Sunday, October 28, 2007

The Healthy House: Sustainable Housing in North America

As I was reading Beatley's chapter 10: Designing Buildings and Neighborhoods with Nature in Mind, I was surprised and excited to learn about the Healthy House in Toronto. This house was built to demonstrate sustainable home building principles for Northern climates. Even though I most recently lived in Toronto, I had never even heard of the Healthy House before, but it sounded like a great example of sustainable building principles being put into practice. I felt proud that one of the few true examples of sustainble housing that Beatley could point out in North America was in my home town, but I was ashamed that I didn't know about it before this. I have often wondered how practical it would be to have a self-sufficient building in a Northern climate, but The Healthy House has shown that it can be done well.

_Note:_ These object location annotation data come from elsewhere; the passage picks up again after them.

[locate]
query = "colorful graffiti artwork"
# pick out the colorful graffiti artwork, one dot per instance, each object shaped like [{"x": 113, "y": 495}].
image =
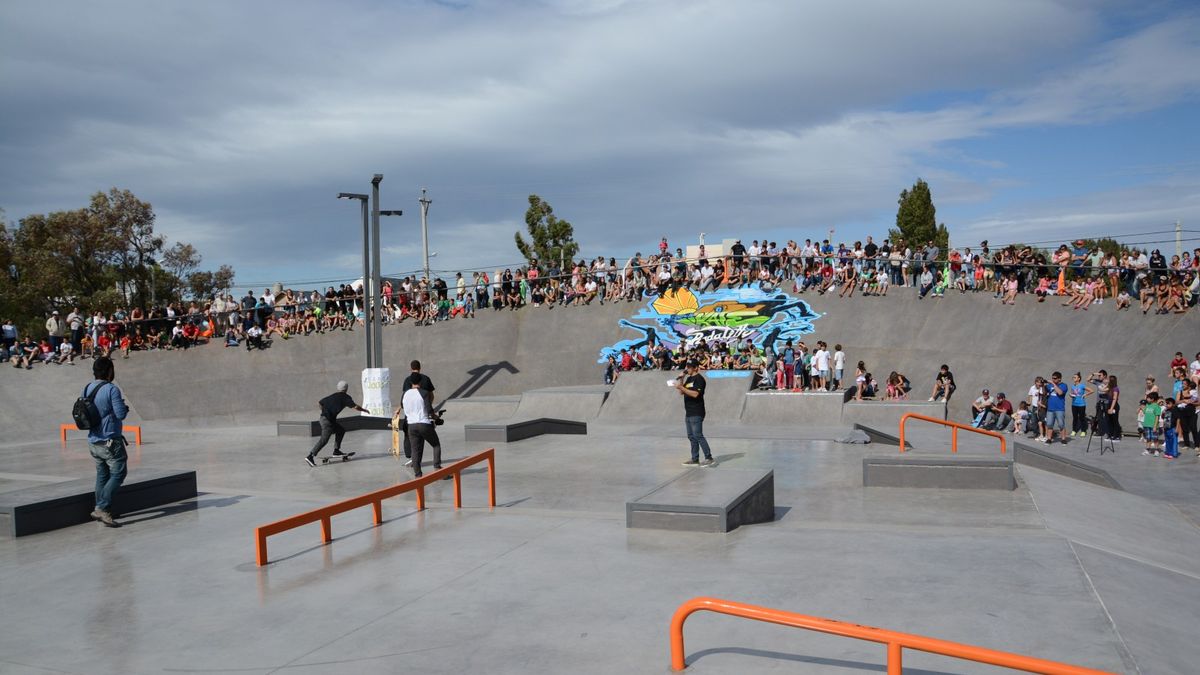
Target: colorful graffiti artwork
[{"x": 729, "y": 316}]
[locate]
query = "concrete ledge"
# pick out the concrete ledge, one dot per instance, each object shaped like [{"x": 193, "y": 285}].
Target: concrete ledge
[
  {"x": 60, "y": 505},
  {"x": 886, "y": 414},
  {"x": 958, "y": 472},
  {"x": 513, "y": 431},
  {"x": 706, "y": 500},
  {"x": 1045, "y": 460},
  {"x": 353, "y": 423}
]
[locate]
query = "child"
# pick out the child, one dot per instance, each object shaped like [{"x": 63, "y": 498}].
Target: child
[
  {"x": 1170, "y": 438},
  {"x": 1021, "y": 420},
  {"x": 1150, "y": 425}
]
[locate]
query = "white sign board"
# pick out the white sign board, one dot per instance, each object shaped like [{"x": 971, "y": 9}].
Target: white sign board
[{"x": 377, "y": 392}]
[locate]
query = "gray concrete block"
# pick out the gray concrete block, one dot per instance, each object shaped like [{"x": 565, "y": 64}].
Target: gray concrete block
[
  {"x": 706, "y": 500},
  {"x": 520, "y": 430},
  {"x": 959, "y": 472},
  {"x": 60, "y": 505}
]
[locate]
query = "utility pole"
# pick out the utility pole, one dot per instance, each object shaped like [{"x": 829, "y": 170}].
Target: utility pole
[{"x": 425, "y": 236}]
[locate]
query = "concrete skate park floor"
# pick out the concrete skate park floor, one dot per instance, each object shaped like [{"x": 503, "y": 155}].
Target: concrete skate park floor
[{"x": 551, "y": 580}]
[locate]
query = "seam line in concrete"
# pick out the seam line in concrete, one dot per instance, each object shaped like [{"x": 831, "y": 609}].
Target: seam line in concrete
[
  {"x": 420, "y": 597},
  {"x": 1126, "y": 655}
]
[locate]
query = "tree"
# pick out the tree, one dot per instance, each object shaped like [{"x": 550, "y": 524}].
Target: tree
[
  {"x": 132, "y": 219},
  {"x": 550, "y": 238},
  {"x": 916, "y": 219},
  {"x": 180, "y": 261},
  {"x": 222, "y": 279}
]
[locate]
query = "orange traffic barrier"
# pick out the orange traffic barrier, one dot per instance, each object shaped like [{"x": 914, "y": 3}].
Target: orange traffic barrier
[
  {"x": 376, "y": 499},
  {"x": 894, "y": 640},
  {"x": 954, "y": 431},
  {"x": 136, "y": 430}
]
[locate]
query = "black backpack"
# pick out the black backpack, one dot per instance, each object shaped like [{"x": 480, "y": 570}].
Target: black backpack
[{"x": 85, "y": 412}]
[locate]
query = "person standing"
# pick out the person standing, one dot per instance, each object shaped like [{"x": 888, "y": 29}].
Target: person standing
[
  {"x": 691, "y": 387},
  {"x": 55, "y": 328},
  {"x": 426, "y": 386},
  {"x": 330, "y": 406},
  {"x": 418, "y": 406},
  {"x": 1056, "y": 407},
  {"x": 107, "y": 444}
]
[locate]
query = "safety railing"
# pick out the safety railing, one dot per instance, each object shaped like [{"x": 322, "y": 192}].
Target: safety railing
[
  {"x": 894, "y": 640},
  {"x": 954, "y": 431},
  {"x": 126, "y": 428},
  {"x": 324, "y": 514}
]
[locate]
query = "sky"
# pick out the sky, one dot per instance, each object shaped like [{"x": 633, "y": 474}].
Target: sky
[{"x": 1032, "y": 120}]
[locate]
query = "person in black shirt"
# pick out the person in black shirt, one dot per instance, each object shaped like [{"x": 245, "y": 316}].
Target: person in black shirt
[
  {"x": 943, "y": 384},
  {"x": 330, "y": 406},
  {"x": 426, "y": 388},
  {"x": 691, "y": 387}
]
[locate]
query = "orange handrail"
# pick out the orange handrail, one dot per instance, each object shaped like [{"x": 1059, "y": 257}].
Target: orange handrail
[
  {"x": 954, "y": 431},
  {"x": 375, "y": 499},
  {"x": 894, "y": 640},
  {"x": 136, "y": 430}
]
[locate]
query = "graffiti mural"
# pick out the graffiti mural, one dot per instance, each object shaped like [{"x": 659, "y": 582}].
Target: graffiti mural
[{"x": 729, "y": 316}]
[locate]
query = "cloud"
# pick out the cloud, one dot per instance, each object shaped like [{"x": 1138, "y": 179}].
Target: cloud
[{"x": 240, "y": 121}]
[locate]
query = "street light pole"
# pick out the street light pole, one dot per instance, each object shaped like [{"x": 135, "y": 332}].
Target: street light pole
[
  {"x": 366, "y": 264},
  {"x": 373, "y": 317},
  {"x": 425, "y": 233}
]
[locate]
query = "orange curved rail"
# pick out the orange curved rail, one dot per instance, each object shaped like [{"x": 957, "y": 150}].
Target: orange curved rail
[
  {"x": 135, "y": 430},
  {"x": 954, "y": 431},
  {"x": 324, "y": 514},
  {"x": 894, "y": 640}
]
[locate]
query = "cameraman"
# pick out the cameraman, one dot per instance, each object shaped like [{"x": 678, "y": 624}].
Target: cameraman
[
  {"x": 426, "y": 387},
  {"x": 419, "y": 414}
]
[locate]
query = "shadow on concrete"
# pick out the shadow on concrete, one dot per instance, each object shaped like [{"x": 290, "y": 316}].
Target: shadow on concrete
[
  {"x": 148, "y": 514},
  {"x": 480, "y": 376},
  {"x": 815, "y": 659}
]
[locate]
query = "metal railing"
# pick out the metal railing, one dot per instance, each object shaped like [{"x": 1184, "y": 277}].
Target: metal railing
[
  {"x": 954, "y": 431},
  {"x": 324, "y": 514},
  {"x": 894, "y": 640},
  {"x": 131, "y": 428}
]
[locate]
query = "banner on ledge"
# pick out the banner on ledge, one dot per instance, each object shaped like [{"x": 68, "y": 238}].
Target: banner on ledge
[{"x": 377, "y": 392}]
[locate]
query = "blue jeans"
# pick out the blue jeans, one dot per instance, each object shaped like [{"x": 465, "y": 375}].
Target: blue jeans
[
  {"x": 695, "y": 426},
  {"x": 109, "y": 470}
]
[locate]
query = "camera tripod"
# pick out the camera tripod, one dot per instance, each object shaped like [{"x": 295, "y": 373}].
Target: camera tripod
[{"x": 1093, "y": 423}]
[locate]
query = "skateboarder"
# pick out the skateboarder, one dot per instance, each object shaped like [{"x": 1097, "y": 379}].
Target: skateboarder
[
  {"x": 691, "y": 387},
  {"x": 330, "y": 406}
]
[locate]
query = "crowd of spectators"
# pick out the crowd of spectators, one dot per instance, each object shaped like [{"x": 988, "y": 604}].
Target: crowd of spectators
[
  {"x": 1165, "y": 419},
  {"x": 1074, "y": 274}
]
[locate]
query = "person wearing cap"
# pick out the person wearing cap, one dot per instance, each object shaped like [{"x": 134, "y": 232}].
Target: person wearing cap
[
  {"x": 1000, "y": 414},
  {"x": 55, "y": 328},
  {"x": 330, "y": 406},
  {"x": 979, "y": 408},
  {"x": 691, "y": 387}
]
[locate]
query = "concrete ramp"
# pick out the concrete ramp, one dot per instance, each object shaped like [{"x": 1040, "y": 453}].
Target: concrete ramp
[
  {"x": 808, "y": 408},
  {"x": 646, "y": 398},
  {"x": 480, "y": 408},
  {"x": 579, "y": 404}
]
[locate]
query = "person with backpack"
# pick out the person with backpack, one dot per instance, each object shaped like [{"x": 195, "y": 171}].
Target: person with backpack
[{"x": 105, "y": 412}]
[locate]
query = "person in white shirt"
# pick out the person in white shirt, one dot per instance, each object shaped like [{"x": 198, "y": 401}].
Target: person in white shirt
[
  {"x": 821, "y": 358},
  {"x": 419, "y": 414},
  {"x": 839, "y": 365}
]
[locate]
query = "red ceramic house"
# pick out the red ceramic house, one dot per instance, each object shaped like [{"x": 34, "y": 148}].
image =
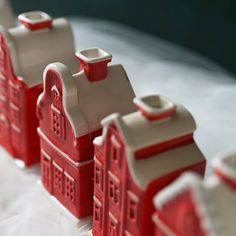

The Healthy House was designed by architect Martin Liefhebber for a sustainable housing design competition sponsored by the CMHC (The Canada Mortgage and Housing Corporation). The house, which was built in 1996, is actually two 3-bedroom, four-story dwelling units of 1,700 square feet that require no municipal power or water inputs, nor outside sewage treatment. The annual operating costs for the house total less than $300. The Healthy House is equipped with an impressive array of on-site water filtration, solar power generation and energy-efficient design that allows the house to operate independent of the municipal grid while feeding the excess power it generates back into the municipal power supply. (

Of course, the house was built using as many local and sustainable products as possible on a vacant lot in a Toronto neighborhood that is close to public transit. The landscape features low-input gardens with edible plants, and all the home's appliances were chosen for their energy-efficiency. The heating and cooling system for the Healthy House uses passive and active solar systems, radiant solar floors, cogeneration, photovoltaic panels, super-efficient windows, air-tight super insulation, geothermal water circulation for cooling, and trellises of deciduous plants to provide summer shade and winter sun exposure.

One of the most impressive feats of the Healthy House in Toronto is its ability to treat and recycle waste water on-site. All the water used in the house is collected from natural precipitation and stored in a limestone cistern. Thanks to a basement composter and water filtration unit, household water is recycled as much as five times before it is slowly released back into the soil in the garden. ( Even toilet waste is effectively composted in the basement and grey water purified through a mix of microoganism digestion (including worms), oxygenation, ultraviolent radiation and charcoal filtration - anyone looking for more information on how this system works should check out According to the Healthy House website, the system "can reduce water consumption by up to 90% while allowing users to maintain modern consumption patterns." The house's composting and water systems attempt to mimic natural composting and water filtration systems. This is yet another example of how, by paying closer attention to natural ecological systems, we can increase the efficiency of our urban built ecosystems. Not only do the natural systems work well, they also require little to no power inputs in order to function.

How much would a house like this cost in the real world? According to the designers and builders, any home could be built to function like The Healthy House at a cost of around $120/square foot. This figure is apparently equal to the low end price for a custom-built home in Toronto.( The Healthy House isn't that expensive to build, it can start to pay you back right away in surplus power and energy-efficiency, and it can serve the inhabitants in the same way as a regular home, but why aren't more of these types of homes being built? Some of the other blogs discuss what many European countries are doing to encourage this type of building, but Canada and the U.S. still have a lot of catching up to do.